What about maniple, burse and veil? Though not expressly forbidden USoA RC canon lawyers/liars have written vehemently against them.

What about kneeling? Though not expressly forbidden, in the USoA many RC bishops absolutely forbid kneeling during Mass at any time. I have myself been rebuked by a FSSP priest for kneeling during low Mass (I kept on kneeling anyway).

All things Novus Ordo are a slow acting poison. The cure is to quit cold turkey. Detox in only painful because of the whines of the ignorant who can either shape up or ship out. What can I say? I hate the OF because it smacks of both congregationalism and invalidity. I am of such a feeble mind and faith I only trust to the liturgical and spiritual legacy of triumphant Christian faith and practice - the Mass of the martyrs, confessors and doctors. The OF can make no such claim, only the Tridentine Mass can. The OF is surrender; the Tridentine Mass is victory.

James said...

I'm pretty sure the GIRM explicitly states that a veil over the chalice is perfectly appropriate.

Fr. Hunwicke,

How does integrating manners which have been passed down by the Church and have never been forbidden equate to "my own personal improvement of OF"? This line reads like it was written with a hermeneutic of discontinuity.

Maybe I didn't read closely enough a while back, but did you not write an article about certain liturgical aspects which have, over the course of time, gained a liceity without ever actually being rubrical?

Might just be me, but seems a little contrary.

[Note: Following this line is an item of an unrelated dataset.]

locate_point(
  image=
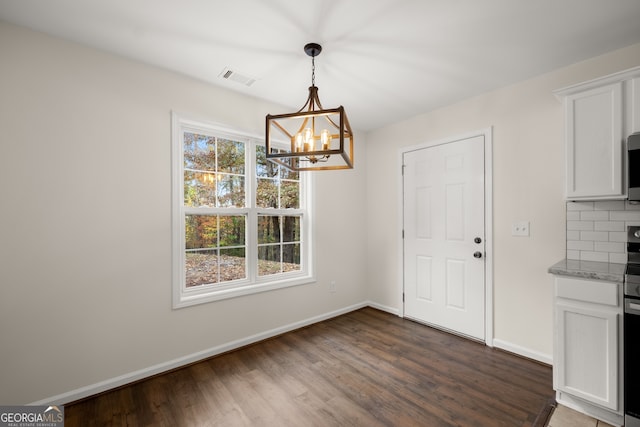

Canon Jerome Lloyd OSJV said...

"I have in mind, for example, the joining of thumb and forefinger after the Consecration of the Host; kissing the Altar before turning away from it."

Good God man I'd have thought you above such considerations... The principle behind it is as good now as it was then... Unless your understanding of the Sacrament changes also with the Rites?!

Canon Jerome Lloyd OSJV said...

Sorry Father... I meant to say, I thought "we" traditionalists had mutually (but silently) agreed that whatever liturgical practice or principle that was not specifically "abrogated", "forbidden" or "unmentioned" (in the GIRM) IS permissable in the NO?!

(Doesn't the majority liturgical praxis of Anglo-Catholics rely on the above unspoken rubric...?!)